I too am on Macbook Pro, OS 10.6.7. Happened just a few times weeks ago, that clicking on an image (using Google image search, clicking on image to reach link), suddenly the window shrinks to stamp-size, with same "warning" message as discussed above. But now, even when I first open Firefox, the window is shrunken size to start out with. The previous post seems to say that as a Mac, my OS won't be hurt by this, however I'd like to fix the behavior anyway. I'm not highly technical, but I can follow instructions, so would hugely appreciate if someone could refer me to a step by step fix, or any info, other discussions, etc.
This is not a bug in Firefox.

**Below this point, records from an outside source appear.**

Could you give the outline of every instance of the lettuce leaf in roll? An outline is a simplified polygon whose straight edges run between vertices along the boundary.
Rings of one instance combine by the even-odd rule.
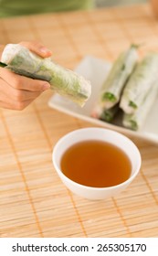
[[[90,81],[82,76],[55,63],[50,58],[42,59],[19,44],[8,44],[1,61],[13,72],[32,79],[47,80],[58,94],[83,106],[91,93]]]
[[[153,82],[158,80],[158,54],[149,53],[137,65],[128,80],[120,107],[128,114],[139,109]]]
[[[152,85],[140,107],[132,114],[124,113],[122,120],[123,126],[134,131],[140,130],[157,97],[158,80]]]
[[[100,104],[103,108],[111,108],[119,102],[122,89],[137,63],[137,48],[132,45],[113,63],[100,91]]]

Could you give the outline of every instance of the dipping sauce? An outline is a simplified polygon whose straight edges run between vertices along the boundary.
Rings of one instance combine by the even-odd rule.
[[[121,184],[131,176],[129,157],[119,147],[101,141],[84,141],[62,155],[61,170],[71,180],[88,187]]]

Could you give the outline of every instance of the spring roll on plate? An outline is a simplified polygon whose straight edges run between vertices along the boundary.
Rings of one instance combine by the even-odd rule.
[[[122,89],[138,60],[138,46],[132,45],[113,63],[100,91],[100,105],[110,109],[119,102]]]
[[[132,114],[124,113],[123,125],[132,130],[140,130],[147,118],[152,106],[158,97],[158,80],[152,85],[141,106]]]
[[[80,106],[90,96],[90,83],[82,76],[56,64],[50,58],[40,58],[19,44],[6,45],[1,62],[13,72],[48,81],[54,91]]]
[[[128,114],[140,108],[153,82],[158,80],[158,54],[149,53],[137,65],[123,91],[120,107]]]

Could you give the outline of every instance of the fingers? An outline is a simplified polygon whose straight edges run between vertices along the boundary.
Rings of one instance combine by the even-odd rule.
[[[0,100],[0,108],[9,109],[9,110],[16,110],[16,111],[22,111],[26,107],[27,107],[32,102],[31,100],[23,101],[23,102],[16,102],[16,101],[4,101]]]
[[[41,43],[30,41],[30,42],[20,42],[20,45],[29,48],[31,51],[37,53],[42,58],[47,58],[52,55],[51,51],[43,46]]]
[[[10,86],[5,80],[0,79],[0,107],[23,110],[37,99],[43,91],[31,91],[18,90]]]
[[[0,68],[0,77],[16,90],[43,91],[50,88],[47,81],[19,76],[4,68]]]

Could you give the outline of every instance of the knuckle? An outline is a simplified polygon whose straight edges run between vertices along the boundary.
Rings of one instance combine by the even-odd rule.
[[[17,111],[22,111],[22,110],[24,110],[25,108],[26,108],[25,102],[23,102],[23,101],[16,102],[16,110],[17,110]]]
[[[21,78],[20,76],[18,77],[15,77],[15,80],[14,80],[14,88],[15,89],[20,89],[21,88],[21,84],[22,84],[22,80],[21,80]]]
[[[17,101],[17,102],[21,102],[23,101],[24,100],[24,93],[22,92],[22,91],[16,91],[15,92],[15,100]]]

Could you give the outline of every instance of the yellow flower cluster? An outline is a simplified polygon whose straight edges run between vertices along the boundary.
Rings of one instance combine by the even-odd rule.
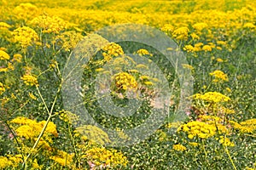
[[[75,31],[65,31],[61,35],[58,35],[53,43],[61,46],[65,51],[69,51],[70,49],[74,48],[82,38],[83,36],[80,33]]]
[[[30,20],[38,13],[37,6],[32,3],[20,3],[14,9],[15,16],[19,20]]]
[[[102,53],[102,55],[105,61],[109,61],[113,57],[117,57],[119,55],[124,54],[124,51],[121,46],[114,42],[108,44],[106,47],[102,48],[102,50],[104,51]]]
[[[161,31],[166,33],[172,33],[174,31],[174,26],[170,24],[166,24],[162,28]]]
[[[184,151],[187,150],[187,148],[181,144],[173,144],[172,149],[177,151]]]
[[[35,75],[26,74],[20,77],[27,86],[38,86],[38,78]]]
[[[54,160],[55,162],[59,163],[60,165],[66,167],[70,166],[73,162],[74,154],[68,154],[63,150],[58,150],[55,156],[50,156],[51,160]]]
[[[0,60],[9,60],[9,55],[5,51],[0,50]]]
[[[38,40],[37,32],[27,26],[19,27],[13,31],[14,42],[19,42],[23,48]]]
[[[207,23],[201,22],[194,24],[192,27],[196,30],[196,31],[201,32],[203,29],[207,28],[208,25]]]
[[[199,52],[199,51],[201,51],[201,50],[206,50],[206,47],[203,48],[201,47],[210,47],[211,48],[211,50],[212,50],[212,47],[213,47],[212,45],[210,46],[210,45],[204,45],[202,42],[198,42],[198,43],[195,43],[194,46],[193,45],[185,45],[183,47],[183,50],[187,51],[187,52]],[[210,49],[210,48],[209,48]]]
[[[221,71],[214,71],[213,72],[209,73],[210,76],[214,76],[215,79],[213,79],[214,82],[218,82],[220,81],[229,81],[228,75],[224,73]]]
[[[34,120],[19,116],[10,121],[10,123],[19,125],[19,127],[15,128],[18,136],[24,137],[26,139],[34,139],[34,138],[38,138],[46,122],[41,121],[37,122]],[[58,136],[56,126],[52,122],[49,122],[43,137],[45,137],[45,139],[50,142],[51,138],[49,135],[54,135],[55,137]]]
[[[2,82],[0,82],[0,94],[5,92],[5,88]]]
[[[166,125],[166,128],[177,128],[182,125],[183,122],[169,122]]]
[[[235,144],[233,142],[231,142],[229,138],[224,137],[224,136],[220,136],[218,142],[224,146],[231,146],[231,147],[235,146]]]
[[[0,169],[6,169],[7,167],[16,167],[19,163],[22,162],[21,155],[15,156],[0,156]]]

Firefox is doing everything its supposed to do, displaying a web site and running an embedded script, with the possible exception that maybe it should produce modeless (non-blocking) dialogs instead of modal (blocking) dialogs. Other browsers do the same thing.
The problem is with the web site, which displays misleading content trying to make you download and run a probably infected Windows Executable, so if you are on a platform which cannot run Windows .exe's, you probably have nothing to worry about. However this does seem to be some kind of web virus, which infects web sites as opposed to computers, injecting a script into pages causing this misleading animation to pop up.